A/n: This gives a little bit of insight into how Mike and Angela started getting past Bella's walls after her fight with Jake, and how Bella dealt with everything. Not the best chapter, but I had major writer's block for this one, so it was the best I could come up with .
Disclaimer: I do not own the Twilight series or the characters. I can only wish.
I was numb again, refusing to allow myself to feel anything. It hurt too much to feel. What had once been a soothing balm to my hurt and pain was now the cause of my pain. I really thought that I could trust Jake. My Jake.

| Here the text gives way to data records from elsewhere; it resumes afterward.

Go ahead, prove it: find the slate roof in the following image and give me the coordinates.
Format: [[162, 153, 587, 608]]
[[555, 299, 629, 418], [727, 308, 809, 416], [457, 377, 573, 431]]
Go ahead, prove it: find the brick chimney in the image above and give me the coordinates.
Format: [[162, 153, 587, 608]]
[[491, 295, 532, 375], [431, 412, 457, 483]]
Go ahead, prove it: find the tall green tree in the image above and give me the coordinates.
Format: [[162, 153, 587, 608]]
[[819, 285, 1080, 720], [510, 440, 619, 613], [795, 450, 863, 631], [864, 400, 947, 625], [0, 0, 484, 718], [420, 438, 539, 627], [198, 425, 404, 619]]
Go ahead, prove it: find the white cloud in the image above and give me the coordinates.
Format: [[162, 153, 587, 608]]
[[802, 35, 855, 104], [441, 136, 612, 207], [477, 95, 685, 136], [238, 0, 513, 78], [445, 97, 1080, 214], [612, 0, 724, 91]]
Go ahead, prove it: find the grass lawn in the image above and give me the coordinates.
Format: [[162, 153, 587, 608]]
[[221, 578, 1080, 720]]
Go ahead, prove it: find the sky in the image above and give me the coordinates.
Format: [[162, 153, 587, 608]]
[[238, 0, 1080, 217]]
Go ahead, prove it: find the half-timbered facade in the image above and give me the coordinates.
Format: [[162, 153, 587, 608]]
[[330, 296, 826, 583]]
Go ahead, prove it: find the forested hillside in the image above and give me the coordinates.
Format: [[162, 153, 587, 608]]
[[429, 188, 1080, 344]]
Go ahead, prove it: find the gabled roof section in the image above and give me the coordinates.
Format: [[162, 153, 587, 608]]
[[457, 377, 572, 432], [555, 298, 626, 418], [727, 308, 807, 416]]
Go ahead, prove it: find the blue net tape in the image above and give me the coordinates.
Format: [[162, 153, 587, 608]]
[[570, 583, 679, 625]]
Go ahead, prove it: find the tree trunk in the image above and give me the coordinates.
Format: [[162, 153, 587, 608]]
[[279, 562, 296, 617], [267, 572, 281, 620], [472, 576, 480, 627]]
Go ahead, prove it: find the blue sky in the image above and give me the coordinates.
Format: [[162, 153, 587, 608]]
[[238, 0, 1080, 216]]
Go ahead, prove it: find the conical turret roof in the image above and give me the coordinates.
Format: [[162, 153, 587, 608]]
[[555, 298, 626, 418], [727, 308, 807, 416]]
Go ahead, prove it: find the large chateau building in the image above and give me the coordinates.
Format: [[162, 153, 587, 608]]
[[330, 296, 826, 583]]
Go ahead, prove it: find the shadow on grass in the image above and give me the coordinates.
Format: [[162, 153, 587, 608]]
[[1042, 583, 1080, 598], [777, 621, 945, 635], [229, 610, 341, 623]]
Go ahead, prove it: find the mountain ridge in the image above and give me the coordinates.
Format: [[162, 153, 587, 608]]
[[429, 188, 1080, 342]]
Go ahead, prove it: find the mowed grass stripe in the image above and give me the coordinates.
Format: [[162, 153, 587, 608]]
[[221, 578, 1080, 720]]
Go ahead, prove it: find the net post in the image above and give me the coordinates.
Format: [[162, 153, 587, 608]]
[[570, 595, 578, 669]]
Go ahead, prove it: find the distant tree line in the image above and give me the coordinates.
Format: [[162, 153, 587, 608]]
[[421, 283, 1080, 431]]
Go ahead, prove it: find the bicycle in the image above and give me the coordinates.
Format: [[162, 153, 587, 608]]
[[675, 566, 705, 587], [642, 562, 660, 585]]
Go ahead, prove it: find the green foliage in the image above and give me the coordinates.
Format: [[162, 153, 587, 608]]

I shake my head; no, he wasn't my Jake. He never was. He could have been, I supposed. If I had never met and fell in love with Edward, maybe I could have been with Jake the whole time. Would it have stopped Jake leaving me? I didn't think so. After all, I wasn't worth the trouble. I truly believed that now.
Charlie came home that night, and found me laying on the couch and switching through the TV channels mindlessly. Billy had called, but had only told him that Jake and I had a fight. I scoffed; a fight was the biggest understatement of the year.
For weeks after that day Charlie constantly tried to get me to go to La Push and make up with Jake. To apologize to him if I needed to. Finally the day came when he tried to intervene and invited Billy and Jake over to watch the game and eat dinner. I didn't find out until I came home from work to find them sitting in my living room.
For a moment I just stared as the awkwardness hung in the air. Charlie's eyes were telling me to make up with Jake. Jake looked at me, his face a hard mask, but his eyes held a deep sadness and regret. I refused to acknowledge the latter. But Billy was looking at me with a warning in his eyes. A warning for what? Not to tell Charlie exactly why Jake and I weren't speaking? Who the hell did he think he was?
It was Billy's look that finally caused me to tell Charlie exactly why I didn't talk to Jake anymore. Right at that second, Billy and Jake were forced to watch as I told Charlie exactly what Jake told me. That we couldn't be friends anymore. That he was tired of piecing me back together, and tired of me. That I wasn't worth the trouble. That I wasn't worth it period. And then I told Charlie that just weeks before, Jake had told me he loved me and he promised to wait for me and never hurt me.
I don't think that there are any words to describe just how pissed Charlie was. He kicked both of them out, all thoughts of watching the game gone. Since that day, he has refused to talk to his best friend, no matter what I said. I didn't blame Billy, the only one to blame Jake. I think a large part of his anger was that Billy had lied to him and made him think the fight was over something stupid.
At school I became even more withdrawn, refusing to let anyone in again. I just couldn't bring myself to believe that the next person I let in wouldn't tire of me too. Anyone that I let in would surely see the truth; I wasn't worth it. I was protecting myself from feeling the same kind of pain a third time in my life.
I had an icy exterior. For a while people still tried to talk to me, but after a couple of weeks most gave up. Some just faded into the background. Others made it their mission to be deliberately cruel to me. Only 2 stuck around, defending and protecting me to the others when I wouldn't stand up for myself.
Mike and Angela. After witnessing them defend me a few times, I started calling them my champions. My protectors I started making an effort to at least say hi to them every day. I started talking to them more after a few weeks. But it was mostly small talk, or talk about school. I kept them both at arm's length. I didn't want to trust either of them enough to let them in.
I knew that one day they would have to choose between their crowd of friends and me. Once that day came, I knew that they would leave me too.
But I never imagined that they wouldn't. I never imagined that they would pick me. But they did. And in the process, they thawed the icy walls around my heart, if only just a little. I found myself beginning to let them in.